The monetary tools the Erdogan administration has used to give the economy a semblance of stability are unsustainable, economists have warned, and after the election they will have to come to a halt, likely leading to high volatility .
“Erdogan’s significant outperformance in the first round represents one of the worst-case scenarios for Turkish assets and the lira,” said Brendan McKenna, emerging markets economist at Wells Fargo.
He expects the lira, which is currently trading at 19.75 to the dollar, to see a “sell off” in the near future and predicts that it will fall to 23 to the greenback by the end of June. .
Beata Javorcik, chief economist at the European Bank for Reconstruction and Development, told CNBC that Erdogan had “prioritized growth over macroeconomic stability.”
“There’s a limit to how long you can pretend the basic laws of economics don’t apply,” she said. “So there will be tough choices that the government in Turkey will have to make, no matter who leads that government.”
An unexpected kingmaker also emerged in the form of Sinan Ogan, an ultra-nationalist third-party candidate who exceeded expectations with more than 5% of the vote. Who his voters back in the run-off could determine the final outcome – and they are unlikely to back Kilicdaroglu.

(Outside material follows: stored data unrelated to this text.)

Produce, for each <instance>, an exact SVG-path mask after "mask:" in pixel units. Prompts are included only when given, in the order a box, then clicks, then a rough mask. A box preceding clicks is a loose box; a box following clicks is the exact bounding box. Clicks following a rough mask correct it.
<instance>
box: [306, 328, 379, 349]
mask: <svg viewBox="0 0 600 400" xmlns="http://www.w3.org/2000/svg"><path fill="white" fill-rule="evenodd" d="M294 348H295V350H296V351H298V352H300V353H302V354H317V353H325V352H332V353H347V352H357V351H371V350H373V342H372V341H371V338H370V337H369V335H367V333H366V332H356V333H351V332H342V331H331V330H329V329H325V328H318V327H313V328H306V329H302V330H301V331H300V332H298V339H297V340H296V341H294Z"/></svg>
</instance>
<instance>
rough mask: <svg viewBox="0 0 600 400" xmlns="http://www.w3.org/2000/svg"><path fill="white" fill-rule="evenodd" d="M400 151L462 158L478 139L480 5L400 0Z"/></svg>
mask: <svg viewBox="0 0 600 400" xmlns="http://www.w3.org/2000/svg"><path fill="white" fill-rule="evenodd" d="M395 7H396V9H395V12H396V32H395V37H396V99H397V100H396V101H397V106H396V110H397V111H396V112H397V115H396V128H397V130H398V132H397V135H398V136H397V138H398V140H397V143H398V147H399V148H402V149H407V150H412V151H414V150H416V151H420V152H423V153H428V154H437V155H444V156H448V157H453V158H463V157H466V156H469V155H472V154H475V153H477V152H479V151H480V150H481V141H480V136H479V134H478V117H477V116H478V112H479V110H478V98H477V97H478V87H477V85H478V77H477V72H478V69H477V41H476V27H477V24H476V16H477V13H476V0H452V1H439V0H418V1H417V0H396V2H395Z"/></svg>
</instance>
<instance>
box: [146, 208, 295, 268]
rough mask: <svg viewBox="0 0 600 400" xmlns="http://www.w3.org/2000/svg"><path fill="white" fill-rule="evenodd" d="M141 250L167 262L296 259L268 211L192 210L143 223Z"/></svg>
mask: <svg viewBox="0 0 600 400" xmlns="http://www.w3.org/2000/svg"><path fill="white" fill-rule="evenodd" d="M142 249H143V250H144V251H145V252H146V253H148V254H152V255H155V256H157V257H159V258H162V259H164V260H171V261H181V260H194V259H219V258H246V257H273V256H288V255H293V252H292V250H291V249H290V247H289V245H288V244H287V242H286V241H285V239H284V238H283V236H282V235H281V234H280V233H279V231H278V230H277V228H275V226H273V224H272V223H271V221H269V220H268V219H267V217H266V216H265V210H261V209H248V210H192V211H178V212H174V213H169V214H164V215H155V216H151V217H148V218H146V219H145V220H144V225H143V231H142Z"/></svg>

Kilicdaroglu, meanwhile, shuffled his campaign team, firing some staff and stressing that the fate of the election is not yet sealed. “I’m here until the end,” he said in a video, slamming his hand on a table. But critics point out he still hasn’t spoken publicly to his supporters and say he has no clear second-round strategy.
“Kilicdaroglu’s non-appearance on Monday and the gloomy mood in his camp dealt a severe blow to his base,” Ragip Soylu, Middle East Eye’s Turkey bureau chief, wrote on Tuesday.